There have been plenty of studies recently about online grocery shopping, how it surged during the coronavirus pandemic, and how plenty of shoppers are likely to continue getting more of their groceries online, even post-pandemic. But what, exactly, are online shoppers buying? A new study has discovered that online shoppers are making healthier choices – but they’re paying a price for it.
“Comparing Online and In-Store Grocery Purchases” is set to appear in an upcoming edition of the Journal of Nutrition Education and Behavior. The researchers found that study participants who bought their groceries online spent more money and purchased more items – but spent less on candy and desserts than they did when shopping in-store.
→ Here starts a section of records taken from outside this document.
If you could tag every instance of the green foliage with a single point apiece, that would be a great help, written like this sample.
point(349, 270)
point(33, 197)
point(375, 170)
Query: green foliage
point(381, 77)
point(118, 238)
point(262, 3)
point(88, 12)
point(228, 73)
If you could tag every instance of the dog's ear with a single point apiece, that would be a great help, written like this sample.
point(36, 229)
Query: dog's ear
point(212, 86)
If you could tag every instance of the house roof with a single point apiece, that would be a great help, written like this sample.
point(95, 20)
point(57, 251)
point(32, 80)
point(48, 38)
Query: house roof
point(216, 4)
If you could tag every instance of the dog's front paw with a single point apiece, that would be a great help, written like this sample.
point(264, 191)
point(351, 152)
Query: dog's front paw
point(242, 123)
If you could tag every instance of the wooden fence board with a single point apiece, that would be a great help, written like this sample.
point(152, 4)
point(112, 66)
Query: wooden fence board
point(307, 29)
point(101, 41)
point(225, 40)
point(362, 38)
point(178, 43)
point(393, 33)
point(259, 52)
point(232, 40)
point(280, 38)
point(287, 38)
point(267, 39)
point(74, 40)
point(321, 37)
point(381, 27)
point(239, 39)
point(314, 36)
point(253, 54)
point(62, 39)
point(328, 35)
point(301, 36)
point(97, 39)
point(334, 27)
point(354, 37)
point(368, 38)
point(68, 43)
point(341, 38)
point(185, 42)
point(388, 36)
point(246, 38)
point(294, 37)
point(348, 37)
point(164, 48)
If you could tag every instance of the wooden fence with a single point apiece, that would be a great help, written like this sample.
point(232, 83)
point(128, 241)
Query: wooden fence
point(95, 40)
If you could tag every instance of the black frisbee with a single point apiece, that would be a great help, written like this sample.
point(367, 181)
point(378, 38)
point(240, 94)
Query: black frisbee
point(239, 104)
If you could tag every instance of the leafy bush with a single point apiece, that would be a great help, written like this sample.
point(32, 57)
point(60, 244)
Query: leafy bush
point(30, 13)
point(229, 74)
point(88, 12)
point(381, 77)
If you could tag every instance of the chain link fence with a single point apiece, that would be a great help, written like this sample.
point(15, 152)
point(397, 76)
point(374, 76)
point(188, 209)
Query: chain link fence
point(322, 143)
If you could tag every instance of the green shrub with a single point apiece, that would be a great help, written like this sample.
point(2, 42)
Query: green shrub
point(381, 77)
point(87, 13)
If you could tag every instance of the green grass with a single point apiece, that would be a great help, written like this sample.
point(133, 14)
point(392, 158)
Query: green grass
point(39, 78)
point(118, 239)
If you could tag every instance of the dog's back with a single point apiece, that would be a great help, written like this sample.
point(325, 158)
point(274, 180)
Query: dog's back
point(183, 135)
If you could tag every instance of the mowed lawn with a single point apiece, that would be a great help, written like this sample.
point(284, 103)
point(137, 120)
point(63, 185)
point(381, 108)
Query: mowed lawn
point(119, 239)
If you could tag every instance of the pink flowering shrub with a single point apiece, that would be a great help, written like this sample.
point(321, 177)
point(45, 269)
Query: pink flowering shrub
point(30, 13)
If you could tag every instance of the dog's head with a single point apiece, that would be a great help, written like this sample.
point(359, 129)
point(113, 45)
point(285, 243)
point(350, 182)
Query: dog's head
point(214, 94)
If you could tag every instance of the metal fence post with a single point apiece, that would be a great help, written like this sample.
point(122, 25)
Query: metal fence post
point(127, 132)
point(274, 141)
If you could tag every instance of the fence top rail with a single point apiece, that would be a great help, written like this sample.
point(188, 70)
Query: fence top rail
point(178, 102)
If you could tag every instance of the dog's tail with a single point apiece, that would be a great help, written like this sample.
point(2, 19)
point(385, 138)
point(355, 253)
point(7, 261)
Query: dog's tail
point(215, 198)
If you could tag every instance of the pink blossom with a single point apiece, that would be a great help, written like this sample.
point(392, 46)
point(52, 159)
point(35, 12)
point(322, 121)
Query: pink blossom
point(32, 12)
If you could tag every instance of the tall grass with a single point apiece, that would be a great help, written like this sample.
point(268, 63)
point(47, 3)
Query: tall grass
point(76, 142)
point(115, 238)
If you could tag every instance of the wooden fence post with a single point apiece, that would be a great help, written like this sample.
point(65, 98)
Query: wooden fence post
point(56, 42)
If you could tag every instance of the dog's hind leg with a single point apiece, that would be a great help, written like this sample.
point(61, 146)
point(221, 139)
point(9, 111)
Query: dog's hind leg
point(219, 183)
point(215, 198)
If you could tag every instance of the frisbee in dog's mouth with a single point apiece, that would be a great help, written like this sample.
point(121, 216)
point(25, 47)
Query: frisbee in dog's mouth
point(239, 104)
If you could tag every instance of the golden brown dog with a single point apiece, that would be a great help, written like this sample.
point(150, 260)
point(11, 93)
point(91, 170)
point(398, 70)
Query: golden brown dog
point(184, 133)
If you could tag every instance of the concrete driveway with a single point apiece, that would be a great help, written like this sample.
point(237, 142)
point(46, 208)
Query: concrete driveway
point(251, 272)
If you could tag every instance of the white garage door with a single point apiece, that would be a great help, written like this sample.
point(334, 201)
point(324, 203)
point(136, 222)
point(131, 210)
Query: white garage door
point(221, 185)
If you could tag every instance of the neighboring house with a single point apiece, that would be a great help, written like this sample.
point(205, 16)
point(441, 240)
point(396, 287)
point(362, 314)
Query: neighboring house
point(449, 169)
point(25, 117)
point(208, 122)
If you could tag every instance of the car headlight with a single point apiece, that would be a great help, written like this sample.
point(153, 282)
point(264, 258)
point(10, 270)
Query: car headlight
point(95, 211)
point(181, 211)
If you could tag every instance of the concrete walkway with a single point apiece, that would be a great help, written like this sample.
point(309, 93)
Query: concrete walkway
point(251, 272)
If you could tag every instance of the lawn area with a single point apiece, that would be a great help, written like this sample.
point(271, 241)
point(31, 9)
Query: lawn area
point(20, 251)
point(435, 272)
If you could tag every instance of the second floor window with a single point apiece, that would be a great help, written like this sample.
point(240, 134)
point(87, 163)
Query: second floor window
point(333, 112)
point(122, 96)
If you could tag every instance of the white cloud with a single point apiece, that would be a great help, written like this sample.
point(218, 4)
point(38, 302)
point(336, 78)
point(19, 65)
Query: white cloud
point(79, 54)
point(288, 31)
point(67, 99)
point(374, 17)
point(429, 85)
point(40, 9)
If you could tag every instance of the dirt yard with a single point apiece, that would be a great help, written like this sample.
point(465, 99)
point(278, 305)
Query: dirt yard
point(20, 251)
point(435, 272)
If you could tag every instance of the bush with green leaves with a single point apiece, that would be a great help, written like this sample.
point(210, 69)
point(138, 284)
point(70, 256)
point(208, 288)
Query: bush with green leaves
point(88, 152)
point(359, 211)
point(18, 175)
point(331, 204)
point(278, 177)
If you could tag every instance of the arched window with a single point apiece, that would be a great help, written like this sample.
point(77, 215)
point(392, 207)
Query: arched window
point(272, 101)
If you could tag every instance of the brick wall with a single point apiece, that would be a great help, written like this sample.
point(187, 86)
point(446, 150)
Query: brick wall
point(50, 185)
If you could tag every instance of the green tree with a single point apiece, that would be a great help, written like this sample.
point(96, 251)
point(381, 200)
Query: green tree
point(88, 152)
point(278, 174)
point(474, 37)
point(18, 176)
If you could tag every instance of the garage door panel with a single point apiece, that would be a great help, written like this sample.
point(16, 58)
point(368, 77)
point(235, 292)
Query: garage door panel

The researchers studied more than 5,000 grocery transactions that took place over a period of nearly two years. They found that “shopping online was associated with reduced spending per transaction on candy, cold or frozen desserts, and grain-based desserts like cookies and cake,” lead author Laura Zatz of Harvard’s T.H. Chan School of Public Health explained. Online shoppers spent an average of $2.50 less on treats per transaction.
And yet that reduced spending on sweets didn’t translate to reduced spending overall. “When study participants were shopping online, they spent about 44 percent more per transaction, and they purchased a greater number and variety of items compared to when they shopped in-store,” Zatz said.
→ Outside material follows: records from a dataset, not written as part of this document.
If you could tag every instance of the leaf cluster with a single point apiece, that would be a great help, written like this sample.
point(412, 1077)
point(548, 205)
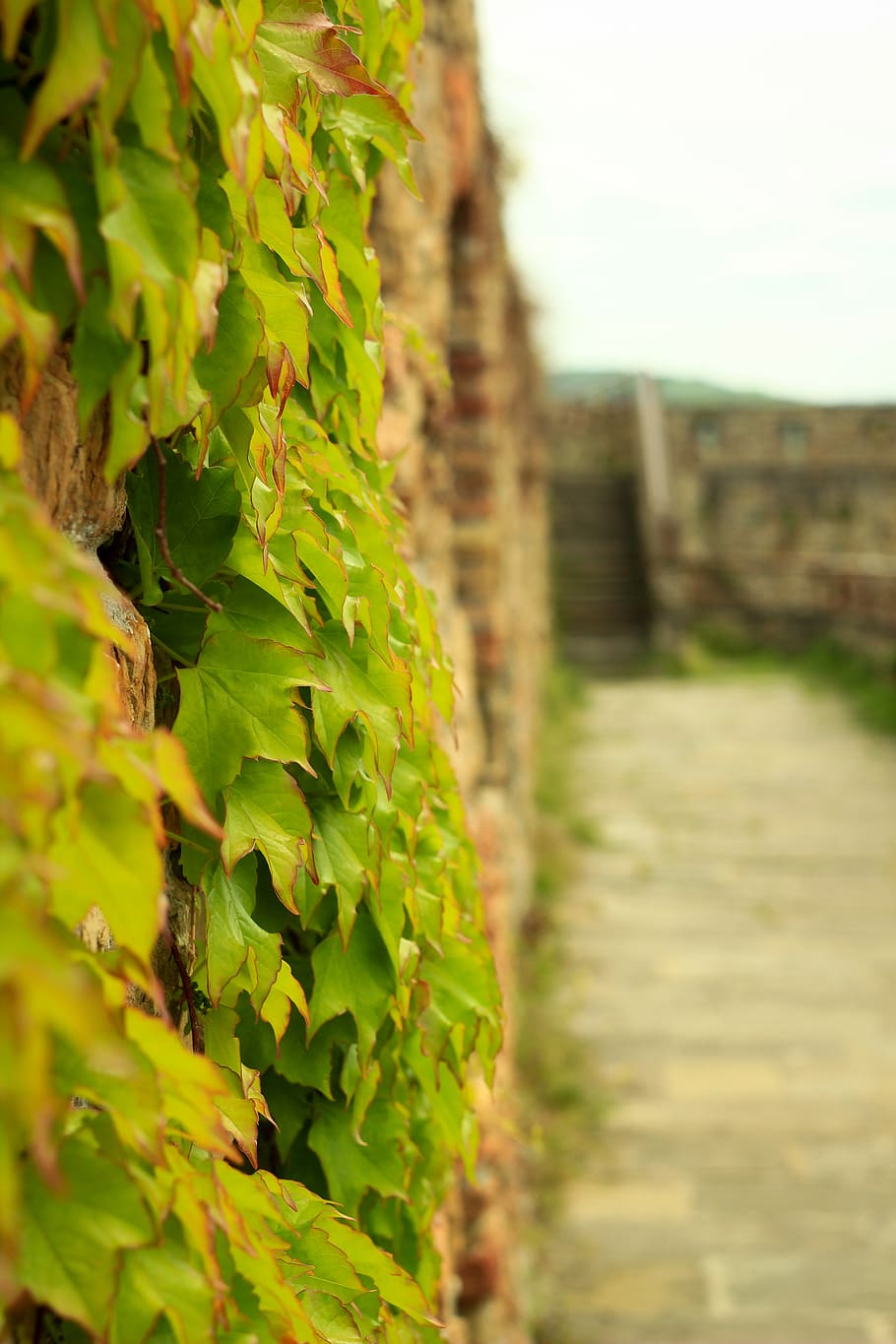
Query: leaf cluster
point(185, 190)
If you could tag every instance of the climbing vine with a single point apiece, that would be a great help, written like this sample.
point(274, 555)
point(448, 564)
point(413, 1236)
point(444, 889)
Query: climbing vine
point(251, 1147)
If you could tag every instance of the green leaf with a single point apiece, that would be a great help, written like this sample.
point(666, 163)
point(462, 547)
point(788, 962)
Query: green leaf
point(364, 121)
point(309, 46)
point(238, 702)
point(98, 351)
point(78, 67)
point(266, 809)
point(32, 199)
point(240, 954)
point(155, 1282)
point(391, 1282)
point(344, 859)
point(358, 684)
point(200, 523)
point(103, 854)
point(71, 1245)
point(224, 368)
point(357, 979)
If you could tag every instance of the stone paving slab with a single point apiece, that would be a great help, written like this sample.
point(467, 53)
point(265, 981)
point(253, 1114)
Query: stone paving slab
point(730, 971)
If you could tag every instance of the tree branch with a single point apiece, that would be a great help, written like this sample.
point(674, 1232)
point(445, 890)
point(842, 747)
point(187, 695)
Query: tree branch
point(161, 534)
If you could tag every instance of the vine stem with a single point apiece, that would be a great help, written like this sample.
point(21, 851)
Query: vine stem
point(188, 990)
point(161, 534)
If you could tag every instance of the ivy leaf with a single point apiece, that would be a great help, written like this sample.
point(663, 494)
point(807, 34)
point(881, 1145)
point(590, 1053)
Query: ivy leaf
point(98, 351)
point(364, 121)
point(357, 979)
point(283, 301)
point(240, 954)
point(224, 368)
point(358, 683)
point(200, 523)
point(309, 1062)
point(343, 854)
point(380, 1162)
point(32, 199)
point(463, 992)
point(309, 46)
point(191, 1086)
point(160, 1281)
point(78, 69)
point(244, 684)
point(71, 1245)
point(391, 1282)
point(266, 809)
point(285, 994)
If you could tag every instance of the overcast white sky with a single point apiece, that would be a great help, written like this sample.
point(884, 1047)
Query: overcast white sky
point(705, 187)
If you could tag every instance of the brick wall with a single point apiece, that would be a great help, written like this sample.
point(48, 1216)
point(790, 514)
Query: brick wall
point(464, 423)
point(785, 519)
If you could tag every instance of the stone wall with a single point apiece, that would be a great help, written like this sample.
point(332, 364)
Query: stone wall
point(775, 519)
point(463, 422)
point(784, 519)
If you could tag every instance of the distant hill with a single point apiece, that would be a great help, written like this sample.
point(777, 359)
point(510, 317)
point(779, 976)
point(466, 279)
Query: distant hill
point(608, 385)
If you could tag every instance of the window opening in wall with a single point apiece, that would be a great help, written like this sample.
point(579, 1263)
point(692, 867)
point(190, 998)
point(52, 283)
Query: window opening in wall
point(793, 437)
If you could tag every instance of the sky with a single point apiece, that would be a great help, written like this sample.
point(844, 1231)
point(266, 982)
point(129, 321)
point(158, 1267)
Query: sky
point(704, 188)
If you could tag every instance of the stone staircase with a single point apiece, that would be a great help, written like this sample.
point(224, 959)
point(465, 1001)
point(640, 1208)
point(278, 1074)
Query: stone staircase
point(601, 599)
So why are online shoppers buying more and spending more, if they’re presumably saving money by avoiding unhealthy snacks that might otherwise blow one’s grocery budget?
The researchers offer a few hypotheses. Online shoppers might spend more in order to meet retailers’ minimum spending requirements. They may do their big stock-up shopping online while visiting a physical store for smaller fill-in trips. And online shoppers might simply be less price-sensitive, accepting higher prices in exchange for convenience.
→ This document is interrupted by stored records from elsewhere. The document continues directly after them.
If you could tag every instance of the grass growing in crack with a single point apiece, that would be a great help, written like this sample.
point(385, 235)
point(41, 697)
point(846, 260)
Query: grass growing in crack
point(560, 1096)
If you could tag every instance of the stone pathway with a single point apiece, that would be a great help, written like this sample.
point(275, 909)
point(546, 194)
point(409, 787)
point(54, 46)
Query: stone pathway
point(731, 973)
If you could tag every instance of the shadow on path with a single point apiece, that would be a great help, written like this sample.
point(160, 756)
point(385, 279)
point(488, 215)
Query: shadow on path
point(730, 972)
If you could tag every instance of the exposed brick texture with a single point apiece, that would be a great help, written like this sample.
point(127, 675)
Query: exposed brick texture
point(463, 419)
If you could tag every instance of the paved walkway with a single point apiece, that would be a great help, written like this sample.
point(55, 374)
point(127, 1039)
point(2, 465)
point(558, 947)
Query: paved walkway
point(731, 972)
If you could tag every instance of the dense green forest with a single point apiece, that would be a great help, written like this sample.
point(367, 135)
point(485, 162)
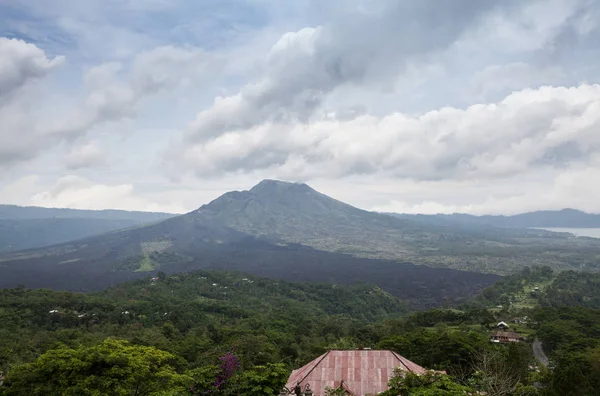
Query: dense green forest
point(214, 332)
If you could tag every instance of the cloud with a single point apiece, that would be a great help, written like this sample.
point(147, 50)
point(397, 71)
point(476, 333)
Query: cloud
point(79, 193)
point(545, 127)
point(565, 189)
point(514, 76)
point(112, 96)
point(34, 119)
point(85, 156)
point(304, 66)
point(21, 63)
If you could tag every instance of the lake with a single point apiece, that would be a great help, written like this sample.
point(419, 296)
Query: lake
point(589, 232)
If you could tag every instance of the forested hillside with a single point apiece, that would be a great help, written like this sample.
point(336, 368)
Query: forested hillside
point(247, 333)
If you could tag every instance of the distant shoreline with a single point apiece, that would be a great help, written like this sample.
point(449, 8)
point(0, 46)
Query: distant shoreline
point(585, 232)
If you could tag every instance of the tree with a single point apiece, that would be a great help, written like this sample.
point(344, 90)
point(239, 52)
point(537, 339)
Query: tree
point(431, 383)
point(113, 367)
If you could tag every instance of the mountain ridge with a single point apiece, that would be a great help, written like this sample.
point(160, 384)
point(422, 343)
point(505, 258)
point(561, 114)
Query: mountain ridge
point(29, 227)
point(567, 218)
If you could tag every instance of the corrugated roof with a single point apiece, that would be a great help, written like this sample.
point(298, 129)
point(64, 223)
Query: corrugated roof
point(509, 334)
point(362, 372)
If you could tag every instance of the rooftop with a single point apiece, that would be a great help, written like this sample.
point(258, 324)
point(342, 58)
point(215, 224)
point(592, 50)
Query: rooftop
point(362, 371)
As for what they’re buying, and not buying, the researchers have explanations for that, too: “Shopping online requires shoppers to plan ahead, which leads to healthier choices.” Online shoppers might regularly reorder the same items without ever browsing additional products. And selecting groceries online means shoppers “avoid in-store displays of unhealthy items such as candy and sugar-sweetened beverages.”
Other possible explanations involve more practical concerns. “Online shoppers might worry that frozen desserts will melt before pickup,” and avoid ordering them as a result. Or a static picture of a dessert or snack online might be “less vivid” and therefore less tempting than seeing it in person.
In a study published last year, the Center for Science in the Public Interest advocacy group accused online grocery retailers of specifically promoting unhealthy foods, offering more ad space, bigger discounts and even sponsored search results that pushed less-healthy items. “Online grocery platforms are generally undermining Americans’ efforts to eat well,” the study declared.
But maybe online shoppers are savvier than that. “Encouragingly, our results suggest that online grocery shopping is associated with reduced spending on several unhealthy items,” Zatz said. “However, we’ll want to monitor shopping patterns to make sure sophisticated online marketing tactics, like personalized pop-up ads, don’t override that.”
So if you want to eat healthier, you might want to do more of your grocery shopping online. If you want to save money, you might do better to shop in store. And if you want to do both? Well, that might be the subject for another study.